1 Gbit/s network cards have been available for some time now and 10Gbit/s cards have recently become available. However achieving rates of the order of Gigabits per second is not straightforward. It requires careful tuning of several components in the end systems. This document aims to provide information of how to configure end systems to achieve Gbit/s data transfers.
Before you begin with the configuration, MAKE SURE YOU HAVE PERMISSION TO TRANSFER DATA ON THE ENTIRE NETWORK. Gbit/s transfers can create real damage on a network and are not (yet) appropriate for production environments.
Although this document is mainly about achieving data transfers using TCP some parts are also useful if you wish to use other transport protocols. You should always, if possible, try first UDP traffic data transfers and when everything is fine move towards TCP.

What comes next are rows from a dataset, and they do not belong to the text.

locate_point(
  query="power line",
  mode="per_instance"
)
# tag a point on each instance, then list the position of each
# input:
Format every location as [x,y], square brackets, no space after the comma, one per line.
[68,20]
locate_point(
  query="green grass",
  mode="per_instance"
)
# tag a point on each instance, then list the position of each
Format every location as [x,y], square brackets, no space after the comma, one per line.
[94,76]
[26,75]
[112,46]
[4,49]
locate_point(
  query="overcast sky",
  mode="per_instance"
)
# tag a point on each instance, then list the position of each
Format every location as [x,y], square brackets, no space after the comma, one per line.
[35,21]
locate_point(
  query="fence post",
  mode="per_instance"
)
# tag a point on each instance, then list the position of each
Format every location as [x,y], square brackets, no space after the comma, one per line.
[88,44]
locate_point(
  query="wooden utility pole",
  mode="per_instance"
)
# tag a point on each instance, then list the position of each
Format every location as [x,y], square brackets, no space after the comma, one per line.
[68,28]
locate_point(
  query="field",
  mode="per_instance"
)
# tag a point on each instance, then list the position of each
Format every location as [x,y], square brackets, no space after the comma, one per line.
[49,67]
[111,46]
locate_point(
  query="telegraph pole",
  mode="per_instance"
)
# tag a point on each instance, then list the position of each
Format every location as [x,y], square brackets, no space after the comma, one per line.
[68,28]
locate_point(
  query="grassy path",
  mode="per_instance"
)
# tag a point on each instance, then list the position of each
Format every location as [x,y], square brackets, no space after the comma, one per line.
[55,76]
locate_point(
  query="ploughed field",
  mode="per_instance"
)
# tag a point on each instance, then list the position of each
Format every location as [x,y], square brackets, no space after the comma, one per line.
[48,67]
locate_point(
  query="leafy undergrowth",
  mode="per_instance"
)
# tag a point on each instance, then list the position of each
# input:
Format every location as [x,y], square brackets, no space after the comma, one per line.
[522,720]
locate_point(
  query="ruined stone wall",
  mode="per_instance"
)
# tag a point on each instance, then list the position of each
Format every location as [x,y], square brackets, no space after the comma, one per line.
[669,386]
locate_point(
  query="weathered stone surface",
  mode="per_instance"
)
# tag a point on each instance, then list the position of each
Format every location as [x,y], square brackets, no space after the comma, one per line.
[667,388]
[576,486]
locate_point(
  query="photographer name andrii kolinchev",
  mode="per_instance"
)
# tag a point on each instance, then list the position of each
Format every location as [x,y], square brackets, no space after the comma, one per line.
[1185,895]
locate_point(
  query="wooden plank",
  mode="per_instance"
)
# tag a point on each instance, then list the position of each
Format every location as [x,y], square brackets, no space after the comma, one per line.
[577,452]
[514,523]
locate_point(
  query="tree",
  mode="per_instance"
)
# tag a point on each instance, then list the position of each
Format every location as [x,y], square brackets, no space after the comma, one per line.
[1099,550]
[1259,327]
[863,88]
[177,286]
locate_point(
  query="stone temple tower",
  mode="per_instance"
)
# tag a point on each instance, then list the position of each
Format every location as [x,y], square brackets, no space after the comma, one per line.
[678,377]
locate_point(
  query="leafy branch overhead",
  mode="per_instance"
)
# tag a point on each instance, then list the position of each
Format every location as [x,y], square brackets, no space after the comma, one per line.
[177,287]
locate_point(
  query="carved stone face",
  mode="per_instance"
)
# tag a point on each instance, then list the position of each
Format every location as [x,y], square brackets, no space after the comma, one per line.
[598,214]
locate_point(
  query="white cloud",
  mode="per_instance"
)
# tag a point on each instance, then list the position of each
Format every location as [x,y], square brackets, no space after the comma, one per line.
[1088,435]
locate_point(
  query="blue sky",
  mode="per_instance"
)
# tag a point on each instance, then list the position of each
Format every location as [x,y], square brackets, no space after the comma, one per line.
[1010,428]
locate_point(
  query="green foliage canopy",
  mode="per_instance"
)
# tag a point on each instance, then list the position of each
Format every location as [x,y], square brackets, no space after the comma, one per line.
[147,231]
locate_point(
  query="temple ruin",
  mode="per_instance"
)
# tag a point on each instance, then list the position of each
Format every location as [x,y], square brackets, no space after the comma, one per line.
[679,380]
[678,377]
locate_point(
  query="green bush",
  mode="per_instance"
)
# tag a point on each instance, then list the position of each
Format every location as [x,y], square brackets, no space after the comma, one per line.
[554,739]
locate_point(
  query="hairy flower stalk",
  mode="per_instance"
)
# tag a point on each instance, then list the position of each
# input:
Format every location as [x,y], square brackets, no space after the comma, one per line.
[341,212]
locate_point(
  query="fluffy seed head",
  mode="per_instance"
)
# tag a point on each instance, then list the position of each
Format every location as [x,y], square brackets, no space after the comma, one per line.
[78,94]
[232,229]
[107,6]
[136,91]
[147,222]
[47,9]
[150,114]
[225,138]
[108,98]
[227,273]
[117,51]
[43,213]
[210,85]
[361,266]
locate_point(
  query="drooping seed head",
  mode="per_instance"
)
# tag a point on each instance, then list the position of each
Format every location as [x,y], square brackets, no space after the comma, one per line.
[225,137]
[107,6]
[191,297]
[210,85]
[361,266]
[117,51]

TCP will usually work well if the traffic is not competing with other flows. If any of the segments in the data path contains other traffic TCP will perform worse. This is discussed in more detail in section 5
When increasing the IC there should be a sufficient numbers of descriptors in the ring-buffers associated with the interface to hold the number of packets expected between consecutive interrupts.
As expected when increasing the IC settings the value of the latency increases, so that the difference in latency reflects the increased length of time packets spend in the NICs memory before being processed by the kernel.
If TxInt is reduced to 0 the throughput is significantly affected for all values of RxInt due to increased PCI activity and insufficient power to cope with the context switching in the sending PC.
If CPU power is important for your system (for example a shared server machine) than it is recommended to use a high interrupt coalescence in order to moderate CPU usage. If the machine is going to be dedicated to a single transfer than interrupt coalescence should be off.
Although NAPI is compatible with the old system and so with the old driver, you need to use a NAPI-aware driver to enable this improvement in your machine. It exists e.g. for Syskonnect Gigabit card [LINK TO BE PROVIDED BY MATHIEU].
The NAPI network subsystem is a lot more efficient than the old system, especially in a high performance context. The pros are:
These settings are especially important for TCP as losses on local queues will cause TCP to fall into congestion control – which will limit the TCP sending rates. Meanwhile, full queues will cause packet losses when transporting udp packets.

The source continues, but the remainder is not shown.